Firmy te mogą odczuć spadek zaufania konsumentów w Stanach i na innych dużych rynkach, jeśli na rynkach finansowych dojdzie do zachwiania w czasie, gdy maleje wzrost sprzedaży samochodów w USA. Akcje tych firm traciły na giełdach nazajutrz po ogłoszeniu wyników wyborów — w Tokio Toyoty, Nissana i Hondy ponad 6 proc., w Paryżu Renaulta ponad 3 proc., we Frankfurcie VW, Daimlera i BMW ponad 2 proc., na Wall Street — Forda, GM i Fiata Chryslera ponad 3 proc. po otwarciu sesji.
Podczas kampanii Trump obiecywał zakwestionowanie traktatów handlowych, np. NAFTA z 1994 r., krytykował też firmy, np. Forda za przenoszenie produkcji do Meksyku i groził, że zmusi je do większego produkowania w kraju.
Rzecznika Forda, Christin Baker pospieszyła z zapewnieniem, że koncern będzie współpracować z prezydentem-elektem.
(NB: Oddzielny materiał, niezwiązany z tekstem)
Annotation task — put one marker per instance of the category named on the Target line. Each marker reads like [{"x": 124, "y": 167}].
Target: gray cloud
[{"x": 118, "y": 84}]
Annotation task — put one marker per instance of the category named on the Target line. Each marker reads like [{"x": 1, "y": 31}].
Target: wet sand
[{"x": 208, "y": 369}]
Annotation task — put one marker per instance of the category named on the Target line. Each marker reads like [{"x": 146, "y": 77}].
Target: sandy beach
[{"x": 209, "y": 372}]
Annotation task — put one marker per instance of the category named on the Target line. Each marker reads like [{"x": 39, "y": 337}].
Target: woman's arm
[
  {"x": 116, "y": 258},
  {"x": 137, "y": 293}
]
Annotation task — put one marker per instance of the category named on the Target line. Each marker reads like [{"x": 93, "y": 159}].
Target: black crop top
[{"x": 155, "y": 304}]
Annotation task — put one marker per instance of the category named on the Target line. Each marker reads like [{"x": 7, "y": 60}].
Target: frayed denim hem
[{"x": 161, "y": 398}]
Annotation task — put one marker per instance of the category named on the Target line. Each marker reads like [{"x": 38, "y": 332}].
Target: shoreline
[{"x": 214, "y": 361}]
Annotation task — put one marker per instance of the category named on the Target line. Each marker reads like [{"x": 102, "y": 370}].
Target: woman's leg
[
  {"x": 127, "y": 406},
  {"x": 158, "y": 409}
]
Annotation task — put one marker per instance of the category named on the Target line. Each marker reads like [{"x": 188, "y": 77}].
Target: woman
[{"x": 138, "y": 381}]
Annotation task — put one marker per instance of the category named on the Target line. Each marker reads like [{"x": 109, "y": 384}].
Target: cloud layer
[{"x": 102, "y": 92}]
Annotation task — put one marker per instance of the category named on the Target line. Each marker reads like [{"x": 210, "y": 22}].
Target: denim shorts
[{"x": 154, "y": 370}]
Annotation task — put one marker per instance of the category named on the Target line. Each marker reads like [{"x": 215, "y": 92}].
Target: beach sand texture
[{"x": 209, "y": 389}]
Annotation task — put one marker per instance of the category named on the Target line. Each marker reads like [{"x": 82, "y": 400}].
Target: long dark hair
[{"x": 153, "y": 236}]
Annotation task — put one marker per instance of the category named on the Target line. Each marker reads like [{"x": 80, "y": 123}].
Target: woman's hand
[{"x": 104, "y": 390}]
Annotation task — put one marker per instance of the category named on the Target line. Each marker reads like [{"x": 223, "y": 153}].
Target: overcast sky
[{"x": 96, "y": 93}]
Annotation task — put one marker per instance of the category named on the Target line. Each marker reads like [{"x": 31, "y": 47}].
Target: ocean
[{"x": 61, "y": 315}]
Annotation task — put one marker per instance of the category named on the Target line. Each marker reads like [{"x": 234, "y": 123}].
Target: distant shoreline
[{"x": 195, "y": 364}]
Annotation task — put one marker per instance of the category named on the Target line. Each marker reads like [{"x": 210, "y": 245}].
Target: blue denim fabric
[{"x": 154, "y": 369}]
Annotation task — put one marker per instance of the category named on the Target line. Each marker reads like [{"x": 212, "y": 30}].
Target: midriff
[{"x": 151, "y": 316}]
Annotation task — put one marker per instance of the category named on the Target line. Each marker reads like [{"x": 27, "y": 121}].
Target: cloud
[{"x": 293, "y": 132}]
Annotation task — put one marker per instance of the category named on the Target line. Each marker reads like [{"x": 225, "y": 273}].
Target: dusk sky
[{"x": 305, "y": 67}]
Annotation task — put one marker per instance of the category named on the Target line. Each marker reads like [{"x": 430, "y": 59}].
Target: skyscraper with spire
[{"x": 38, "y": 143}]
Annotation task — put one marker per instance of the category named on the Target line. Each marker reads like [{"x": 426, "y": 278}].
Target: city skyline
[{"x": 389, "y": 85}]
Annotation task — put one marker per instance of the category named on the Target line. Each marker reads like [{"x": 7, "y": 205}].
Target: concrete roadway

General Motors też stwierdził, że zależy mu na opracowaniu z Trumpem polityki, która pozwoli amerykańskiemu przemysłowi zachować siłę i konkurencyjność. Federacja niemieckich producentów VDA obawia się z kolei nawrotu protekcjonizmu.
Bariery celne
Ekonomista z organizacji dostawców oryginalnych podzespołów OESA z Detroit, Charles Chesbrough twierdzi, że realizacja programu D. Trumpa zmusi amerykańskich konsumentów do płacenia więcej za pojazdy. — Ta polityka może zwiększyć o 5 tys. dolarów cenę małych samochodów pochodzących z Meksyku — wyliczył.
Tacy giganci jak General Motors, Ford, Caterpillar i wielu ich dostawców zainwestowali miliardy dolarów korzystając z traktatów handlowych z Meksykiem, Chinami i innymi krajami.